Jim Crow never lied. Jim Crow promised colored folks death, injustice and the complete denial of opportunity and it delivered on its promises. The lies began when African-Americans were told Jim Crow had ended. With the “No Coloreds Allowed” and “Whites Only” signs no longer visible and the White Citizens’ Council meetings no longer publicly advertised, many African Americans accepted this facade of progress as freedom. And America peddled this false narrative of equality with a Madison Avenue type zeal.
The only problem with America’s race narrative is that statistics do not support it. When comparing the lives of White Americans and African Americans, African Americans are more likely to be suspended and expelled from public school; incarcerated; or murdered by a police officer. Despite the aforementioned facts, America demands that African Americans deny the historical and present-day realities of their American experience and embrace the myth of American exceptionalism. The even greater evil that America expects of African Americans is to convey this lie to their children.
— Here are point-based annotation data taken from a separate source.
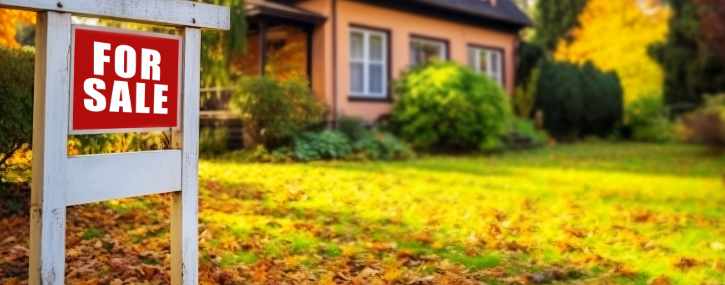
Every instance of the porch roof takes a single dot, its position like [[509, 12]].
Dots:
[[264, 10]]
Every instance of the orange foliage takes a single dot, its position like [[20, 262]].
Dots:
[[8, 19]]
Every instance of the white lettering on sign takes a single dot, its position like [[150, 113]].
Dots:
[[97, 96], [150, 60], [125, 67], [99, 58]]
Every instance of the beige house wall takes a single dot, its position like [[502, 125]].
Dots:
[[400, 25]]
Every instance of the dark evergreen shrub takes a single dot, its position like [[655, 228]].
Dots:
[[578, 101], [17, 69]]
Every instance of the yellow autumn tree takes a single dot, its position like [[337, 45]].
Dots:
[[8, 19], [614, 35]]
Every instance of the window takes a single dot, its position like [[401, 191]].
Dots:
[[488, 61], [424, 51], [368, 63]]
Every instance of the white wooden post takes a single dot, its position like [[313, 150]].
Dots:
[[59, 181], [50, 132], [184, 204]]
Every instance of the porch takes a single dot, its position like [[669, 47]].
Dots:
[[283, 34]]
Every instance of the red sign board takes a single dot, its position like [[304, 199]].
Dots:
[[124, 81]]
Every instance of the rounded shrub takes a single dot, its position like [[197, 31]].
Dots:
[[578, 101], [447, 105]]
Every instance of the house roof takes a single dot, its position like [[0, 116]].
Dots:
[[262, 8], [504, 10]]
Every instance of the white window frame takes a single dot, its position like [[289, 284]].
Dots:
[[366, 62], [488, 70], [444, 47]]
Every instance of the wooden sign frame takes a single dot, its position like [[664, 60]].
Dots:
[[59, 181]]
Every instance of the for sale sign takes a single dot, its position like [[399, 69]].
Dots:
[[124, 81]]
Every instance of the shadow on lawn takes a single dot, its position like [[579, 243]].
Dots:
[[648, 159]]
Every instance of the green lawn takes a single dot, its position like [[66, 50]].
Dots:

If America were allowed to frame the deaths of Philando Castile and Alton Sterling, they would pen tales whose tragic endings were due to miscommunication having nothing to do with racism or police misconduct. In the African American community, their murders are tragic but unsurprising, the rule not the exception. The oral history of Black men being lynched has been shared from generation to generation within African American families. Because that deadly history continues to this day, there are two conversation topics most African American parents have with their sons: police and White women. There are several lessons of survival African American parents must impart to their children with little or no help from the rest of society. In fact, African American parents are burdened with teaching their children a truth that is contradicted by America’s school system and television media.
The American school system and most of the American television media perpetuate the myth of American exceptionalism. Classrooms and television shows promote an unrealistic racial harmony and ignore the existence of racial discord or injustice. Educators and actors validate the lie that racism does not exist and America is colorblind by their performances. (Yes, educators are some of the best actors you will ever meet.) This creates a potentially dangerous fantasy world for African American youth. In their pursuit of acceptance or just trying to be a regular kid, they lose sight that their Blackness makes their American narrative unique. And while the school system and the television media have failed to provide an honest racial narrative, social media has not.
Without social media, the odds are good that Jim Crow would still be tucked away in the witness protection program. The video footage of racist incidents from school classrooms to street corners has exposed an America that White Americans believed was a thing of the past and that African Americans carefully navigate each day. Social media’s continued racial documentary of American life has ignited a 21st century Civil Rights Movement. When African American parents discuss the evil nature of racism with their children, all they have to do is visit the social media forum of their choice for evidence. Their children will see how Jim Crow is still keeping every one of its promises in 2016.